Racine du pré-vivant reflects Brauner’s lifelong fascination with what has been termed the ‘primitive’ aesthetic. His interest stemmed primarily from the ritual and symbolic qualities he saw as being inherent to the art of ancient Egypt and the tribal works of Africa. It was these qualities that Brauner sought to reflect in his work and can be found in paintings such as the present. The clear delineation of line combined with the reduction of the figure to its most essential, and yet still abstracted, form demonstrates this interest in the symbolic qualities of ancient art. The earthy colour palette recalls the early paintings found in the Lascaux caves, and yet a single tear drop of red draws the eye to the heart of the picture and introduces a Surreal, almost mystical aura.

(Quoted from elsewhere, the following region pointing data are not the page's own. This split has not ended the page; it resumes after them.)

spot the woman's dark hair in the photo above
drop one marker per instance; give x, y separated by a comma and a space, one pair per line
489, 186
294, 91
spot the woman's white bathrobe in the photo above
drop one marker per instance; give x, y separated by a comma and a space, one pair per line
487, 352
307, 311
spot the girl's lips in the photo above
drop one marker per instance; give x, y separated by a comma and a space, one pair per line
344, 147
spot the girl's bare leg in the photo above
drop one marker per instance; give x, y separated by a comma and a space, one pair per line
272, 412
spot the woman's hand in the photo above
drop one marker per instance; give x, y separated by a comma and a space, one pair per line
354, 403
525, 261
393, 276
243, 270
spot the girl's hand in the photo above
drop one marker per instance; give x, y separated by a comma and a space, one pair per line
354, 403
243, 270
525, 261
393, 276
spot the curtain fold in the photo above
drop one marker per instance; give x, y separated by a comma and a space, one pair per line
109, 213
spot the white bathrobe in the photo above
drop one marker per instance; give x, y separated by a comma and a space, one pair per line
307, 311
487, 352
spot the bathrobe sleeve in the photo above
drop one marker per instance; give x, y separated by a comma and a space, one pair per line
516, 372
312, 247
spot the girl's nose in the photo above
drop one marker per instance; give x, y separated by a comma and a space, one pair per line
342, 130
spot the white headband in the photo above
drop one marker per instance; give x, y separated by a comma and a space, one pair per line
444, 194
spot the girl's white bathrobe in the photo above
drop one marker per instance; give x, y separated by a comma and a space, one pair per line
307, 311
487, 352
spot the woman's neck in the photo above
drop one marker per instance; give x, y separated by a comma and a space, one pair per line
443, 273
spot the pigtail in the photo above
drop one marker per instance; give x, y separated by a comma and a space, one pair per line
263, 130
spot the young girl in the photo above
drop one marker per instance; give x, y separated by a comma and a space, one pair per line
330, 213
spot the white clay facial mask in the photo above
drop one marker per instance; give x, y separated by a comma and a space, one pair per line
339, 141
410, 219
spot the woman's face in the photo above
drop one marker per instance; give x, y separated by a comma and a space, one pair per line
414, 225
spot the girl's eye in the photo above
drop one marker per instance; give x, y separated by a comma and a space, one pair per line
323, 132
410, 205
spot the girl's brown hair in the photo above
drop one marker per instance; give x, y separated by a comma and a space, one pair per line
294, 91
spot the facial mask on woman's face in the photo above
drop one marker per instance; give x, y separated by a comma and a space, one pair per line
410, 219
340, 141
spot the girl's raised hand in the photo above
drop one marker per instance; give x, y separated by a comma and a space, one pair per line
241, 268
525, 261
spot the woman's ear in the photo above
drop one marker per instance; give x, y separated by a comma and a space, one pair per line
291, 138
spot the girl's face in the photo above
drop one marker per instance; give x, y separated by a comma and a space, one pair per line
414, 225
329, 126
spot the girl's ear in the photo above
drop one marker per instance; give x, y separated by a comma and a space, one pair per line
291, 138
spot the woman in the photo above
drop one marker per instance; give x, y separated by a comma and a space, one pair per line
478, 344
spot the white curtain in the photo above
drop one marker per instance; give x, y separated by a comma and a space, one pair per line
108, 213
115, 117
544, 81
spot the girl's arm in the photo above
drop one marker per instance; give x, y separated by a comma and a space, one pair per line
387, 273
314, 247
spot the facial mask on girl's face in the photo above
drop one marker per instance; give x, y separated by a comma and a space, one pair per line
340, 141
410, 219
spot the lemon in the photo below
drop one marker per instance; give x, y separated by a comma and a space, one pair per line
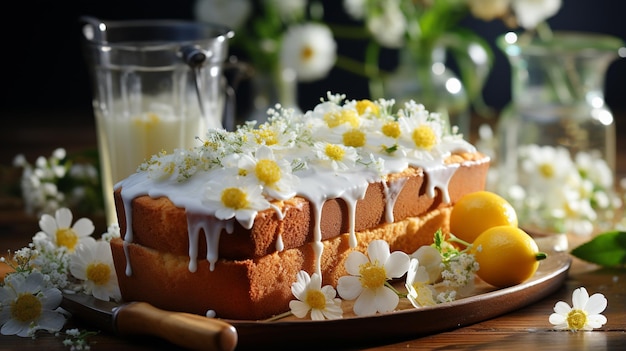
506, 256
478, 211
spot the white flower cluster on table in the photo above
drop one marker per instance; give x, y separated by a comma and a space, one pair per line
62, 258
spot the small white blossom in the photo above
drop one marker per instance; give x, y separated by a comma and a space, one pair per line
368, 276
584, 314
28, 304
530, 13
92, 263
309, 50
320, 301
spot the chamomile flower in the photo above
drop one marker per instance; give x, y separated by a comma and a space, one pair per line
311, 296
28, 304
62, 233
93, 264
308, 49
584, 314
235, 199
368, 278
274, 175
420, 134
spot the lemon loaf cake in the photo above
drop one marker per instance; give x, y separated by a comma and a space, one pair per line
226, 226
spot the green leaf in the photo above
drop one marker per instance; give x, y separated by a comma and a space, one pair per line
607, 249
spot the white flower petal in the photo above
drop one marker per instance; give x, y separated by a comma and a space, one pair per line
596, 304
386, 300
580, 298
299, 308
365, 304
397, 264
596, 320
349, 287
48, 224
83, 227
63, 217
562, 308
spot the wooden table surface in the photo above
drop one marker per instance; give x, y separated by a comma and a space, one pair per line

Executed on an impressive scale, Racine du pré-vivant exudes a monumental universality. The figure in the lower half of the composition is interlinked with an ambiguous form, suggestive of the hybrid animal creatures that often recur throughout Brauner’s œuvre. The interconnectivity of the forms, as one stems from another, echoes the work’s mysterious title and hints towards meaning lying just out of reach. Liberated from the constraints of the European painting tradition and steeped in Symbolism, Racine du pré-vivant offers an alternate lens through which one can view the world. The dynamic arrangement of non-naturalistic shapes, eschews preconceived notions concerning visual representation and epitomises Brauner’s aesthetic vision: ‘Shapes or forms will, each, find its own mate, and will introduce themselves to the tiniest fraction of time—that brow which, nothing could possibly exist without disappearing forever, that is, the kind of time wherein forms or space even, become alive’ (Brauner quoted in, Victor Brauner (exhibition catalogue), Paris, 1972, p. 108).